Tuesday, 13 April 2021

The Heart of Let's Get Wellington Moving

After a couple of decades of Wellington transport issues not really being dealt with, you might think that transport would be at the heart of the newest iteration of the thing, Let's Get Wellington Moving.

You'd have to not really know Wellington to expect that though. 

They had another big long meeting on it, and they could only agree on one thing, according to Councilor Diane Calvert.

City councillor Diane Calvert​ spent about three hours at the meeting.

She said a “mixture of opinions” were aired, but no consensus had been reached, apart from the parties agreeing that reducing carbon emissions was at the heart of LGWM.

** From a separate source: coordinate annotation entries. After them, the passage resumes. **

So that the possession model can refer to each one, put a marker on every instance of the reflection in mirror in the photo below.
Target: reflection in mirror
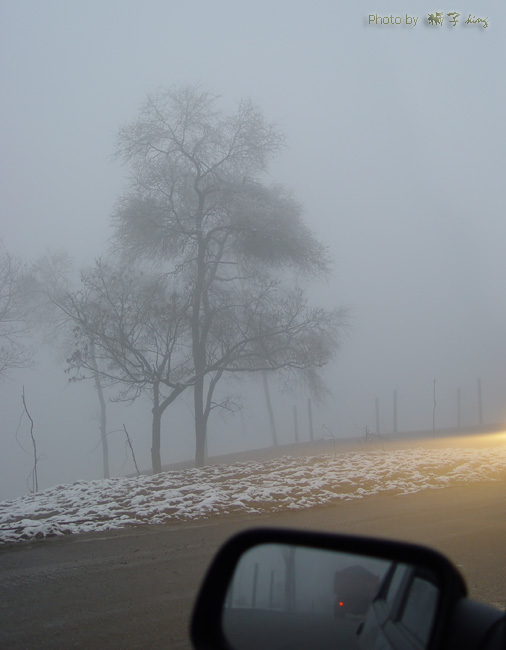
(284, 597)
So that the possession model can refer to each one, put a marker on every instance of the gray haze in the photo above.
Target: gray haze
(396, 139)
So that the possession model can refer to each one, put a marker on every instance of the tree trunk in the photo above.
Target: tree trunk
(103, 414)
(156, 459)
(272, 422)
(200, 423)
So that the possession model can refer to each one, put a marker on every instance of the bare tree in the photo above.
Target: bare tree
(15, 351)
(129, 330)
(198, 202)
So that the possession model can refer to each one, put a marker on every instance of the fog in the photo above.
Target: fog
(396, 140)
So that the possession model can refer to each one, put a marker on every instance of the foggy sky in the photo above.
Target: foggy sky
(396, 139)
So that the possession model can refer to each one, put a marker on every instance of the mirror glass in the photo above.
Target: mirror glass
(284, 597)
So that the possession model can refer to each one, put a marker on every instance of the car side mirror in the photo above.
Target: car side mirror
(287, 590)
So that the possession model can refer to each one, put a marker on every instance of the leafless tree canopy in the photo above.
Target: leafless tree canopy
(198, 204)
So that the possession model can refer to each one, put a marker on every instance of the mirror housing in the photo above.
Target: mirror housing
(208, 630)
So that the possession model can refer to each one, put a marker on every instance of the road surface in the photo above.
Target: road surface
(135, 588)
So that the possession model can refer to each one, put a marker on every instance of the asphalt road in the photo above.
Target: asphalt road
(135, 588)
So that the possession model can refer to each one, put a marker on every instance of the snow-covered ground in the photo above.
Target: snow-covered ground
(247, 487)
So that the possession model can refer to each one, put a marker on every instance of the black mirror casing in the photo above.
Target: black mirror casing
(206, 623)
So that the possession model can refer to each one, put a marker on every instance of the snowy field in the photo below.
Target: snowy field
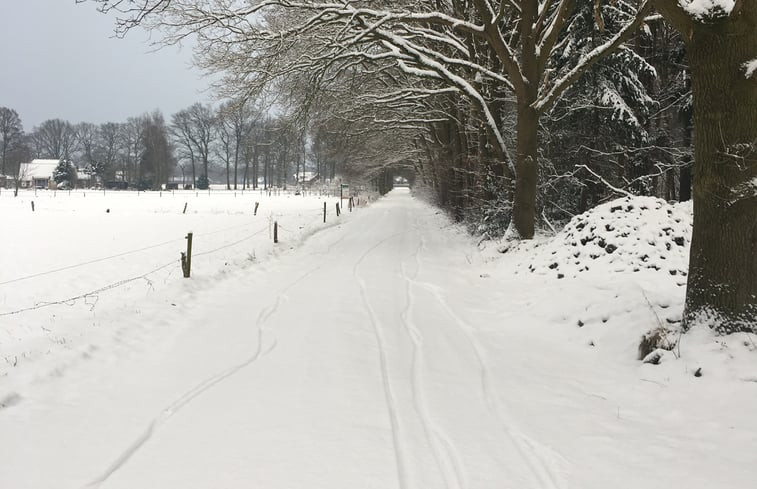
(381, 350)
(83, 259)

Transport is in the Emissions Trading Scheme. Suppose that Wellington declared cars illegal and shifted to a bus fleet powered solely by the concentrated smugness of its officials. No emissions at all, or at least not GHG emissions. 

What happens next? 

Less diesel and petrol sold means the fuel companies buy fewer NZU at the next auction. 

At a reduced price, other people buy the units instead. Emissions continue elsewhere in the system, unless the drop in demand is enough to make the cap non-binding, in which case folks elsewhere stop trying to reduce emissions. 

It's bailing the sinking ship from the bow into the stern. It doesn't reduce net emissions. 

Transport planning has to take *some* account of rising ETS prices. When petrol prices go up, demand for public transport goes up because driving a car becomes more expensive - until people take on the higher upfront costs of EVs. Roads that work for petrol cars also work for EVs, right? And if there aren't enough charging points for EVs relative to expected demand, you could imagine Council subsidising the commissioning of a few more as a short-term thing. But those shouldn't be at the heart of a transport policy. They're maybe a pinkie toe. 

Local government often complains, and rightly, that central government forces unfunded mandates on it. Here, Wellington is imposing that cost on itself. And it's just dumb. You might as well put National Defence at the heart of Let's Get Wellington Moving. Or inflation. Maybe Foreign Policy should be at the heart of Let's Get Wellington Moving. Anything but actually sorting out transport issues and getting congestion charges in place.